Director del Departamento Regional de Ciencias en la Región Centro-Sur Tecnológico de Monterrey Campus Puebla

 

 Por todos es conocido que nuestro Sol no brillará para siempre. Aproximadamente dentro de unos 5 mil millones de años, el Sol consumirá su combustible de hidrógeno y colapsará bajo su propio peso convirtiéndose en una gigante roja, por lo que devorará a los planetas Mercurio, Venus, y probablemente también la Tierra. Finalmente, su envoltura se propagará formando una nebulosa planetaria, en cuyo centro sólo quedará un núcleo desnudo, una enana blanca.
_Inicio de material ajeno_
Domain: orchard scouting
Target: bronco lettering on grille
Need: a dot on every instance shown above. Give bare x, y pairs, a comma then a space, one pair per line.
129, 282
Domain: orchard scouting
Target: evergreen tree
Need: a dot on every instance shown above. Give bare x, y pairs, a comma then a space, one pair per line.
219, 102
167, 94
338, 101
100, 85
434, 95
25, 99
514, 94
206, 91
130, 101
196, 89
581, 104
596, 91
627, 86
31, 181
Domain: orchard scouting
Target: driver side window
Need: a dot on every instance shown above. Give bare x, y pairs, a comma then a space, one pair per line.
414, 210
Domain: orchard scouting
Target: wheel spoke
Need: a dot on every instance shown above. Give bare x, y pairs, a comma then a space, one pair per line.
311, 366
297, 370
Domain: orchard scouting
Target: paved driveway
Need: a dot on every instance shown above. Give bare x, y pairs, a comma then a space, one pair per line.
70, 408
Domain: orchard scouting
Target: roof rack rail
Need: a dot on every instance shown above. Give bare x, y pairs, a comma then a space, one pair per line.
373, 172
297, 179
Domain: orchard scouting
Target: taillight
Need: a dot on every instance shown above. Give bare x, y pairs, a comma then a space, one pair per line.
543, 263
Definitivamente, cuando el Sol se haya convertido en una enana blanca, si para ese entonces hemos sido capaces de sobre­vivir, nuestro futuro dependerá de nuestra capacidad de conquistar otros mundos.

El programa Artemisa de la NASA constituye la antesala de la conquista del humano de otros mundos que comenza­rá a partir del mes de noviembre cuan­do la NASA tiene previsto el lanzamien­to de la primera misión. Este lanzamiento constituye la primera etapa de un ambi­cioso y caro programa de los Estados Uni­dos con el objetivo final de llevar seres hu­manos al planeta Marte, creando prime­ro una ciudad habitada de forma perma­nente en la Luna. Aunque el lanzamiento de la misión Artemis I de la NASA como primera fase de la reconquista de la Lu­na ha sido pospuesto por segunda vez es­to no quiere decir que muy pronto se re­tomará la reconquista de otros mundos. El programa Artemis será la nueva gran aventura que por vez primera creará co­lonias permanentes de seres humanos fuera de la Tierra. Pocos acontecimientos pueden ser más históricos o trascedentes que convertir a la humanidad en una es­pecie multiplanetaria.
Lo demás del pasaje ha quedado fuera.